The Eighth Page

Phillipian Satire: Socially-Distanced Den Dance

This upcoming Saturday, Andover will be holding its first den dance in over a year and a half. Expect music, lights, action, and, most importantly, awkward budding romances between freshman girls and Senior boys on the crew team. But do not let this deter you! As the kids say, this “bish bouta be hype!” But there are a variety of rules and regulations that we, and the Non Sibi Pledge, expect you to follow.

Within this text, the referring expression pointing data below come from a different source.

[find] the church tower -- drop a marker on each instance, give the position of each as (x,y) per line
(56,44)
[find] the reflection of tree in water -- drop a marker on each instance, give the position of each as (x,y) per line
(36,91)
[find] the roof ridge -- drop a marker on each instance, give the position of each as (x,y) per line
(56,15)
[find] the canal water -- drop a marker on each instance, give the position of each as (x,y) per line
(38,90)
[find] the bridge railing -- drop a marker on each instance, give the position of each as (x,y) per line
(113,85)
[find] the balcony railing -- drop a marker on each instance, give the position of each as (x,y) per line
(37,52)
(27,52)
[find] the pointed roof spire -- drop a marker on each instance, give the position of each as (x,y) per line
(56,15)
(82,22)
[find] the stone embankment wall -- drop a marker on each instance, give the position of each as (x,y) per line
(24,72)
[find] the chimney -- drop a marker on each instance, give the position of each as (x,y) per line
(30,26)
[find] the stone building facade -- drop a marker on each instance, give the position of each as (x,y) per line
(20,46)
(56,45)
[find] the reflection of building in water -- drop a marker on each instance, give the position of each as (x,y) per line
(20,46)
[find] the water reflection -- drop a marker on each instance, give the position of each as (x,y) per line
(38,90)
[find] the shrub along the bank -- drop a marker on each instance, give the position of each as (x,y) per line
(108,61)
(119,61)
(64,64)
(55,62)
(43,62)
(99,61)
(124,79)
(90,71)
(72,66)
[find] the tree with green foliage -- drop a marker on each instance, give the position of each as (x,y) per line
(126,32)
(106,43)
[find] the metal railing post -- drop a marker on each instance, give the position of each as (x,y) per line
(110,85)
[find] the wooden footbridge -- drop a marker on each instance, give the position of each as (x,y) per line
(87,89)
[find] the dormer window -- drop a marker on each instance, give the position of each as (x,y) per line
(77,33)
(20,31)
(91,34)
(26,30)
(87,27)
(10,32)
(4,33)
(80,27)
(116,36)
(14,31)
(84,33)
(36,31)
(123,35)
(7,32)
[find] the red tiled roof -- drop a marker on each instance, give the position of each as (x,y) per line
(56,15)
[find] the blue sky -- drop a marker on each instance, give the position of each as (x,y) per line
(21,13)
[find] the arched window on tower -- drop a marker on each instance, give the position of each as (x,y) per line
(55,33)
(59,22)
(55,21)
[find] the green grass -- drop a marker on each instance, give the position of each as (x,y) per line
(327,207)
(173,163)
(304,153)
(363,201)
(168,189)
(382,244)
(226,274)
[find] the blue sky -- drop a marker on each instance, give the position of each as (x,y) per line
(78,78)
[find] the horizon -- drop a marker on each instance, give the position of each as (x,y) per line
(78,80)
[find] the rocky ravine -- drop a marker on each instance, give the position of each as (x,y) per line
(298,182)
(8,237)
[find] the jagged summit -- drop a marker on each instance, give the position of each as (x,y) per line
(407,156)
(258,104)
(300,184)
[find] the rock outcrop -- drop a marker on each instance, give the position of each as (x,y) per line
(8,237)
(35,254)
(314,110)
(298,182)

  1. Do not kiss! No matter how bad you want it, we will not be offering 30-second make-outs sessions in the booths anymore. You will be required to keep that mask on—unless you play baseball, football, or lacrosse then the world is your oyster. 
  2. We will be enforcing a social distancing rule of six feet but in the end there “ain’t nothing wrong with a little bump and grind.” If you are by any chance a freshman/Lower boy who sees this dance as a chance to make a move on that girl you see, but don’t talk to, in your English class, I would recommend you leaving her on read 24 hours before the dance to really get her in the mood. 
  3. If you really love staying up to date with the newest musical releases, prepare to be a little less disappointed than usual! We will be taking all your suggestions, and it is our intention to play the best songs possible. We know you all love YBN Nahmir, so listening to Soul Train for two hours should get everyone excited for a fun term on campus. 
  4. If you are a part of the non-dance committee, a.k.a. those people who purely show up to den dances for drug deals and sneaky links I would like to officially point you in the direction of the sanctuary for this particular night. The deans will be there so females will be required to wear parkas and snowsuit, and everyone else may show up naked. This dance should be the best of the year (we hope), so B.Y.O.B. and tell your friends.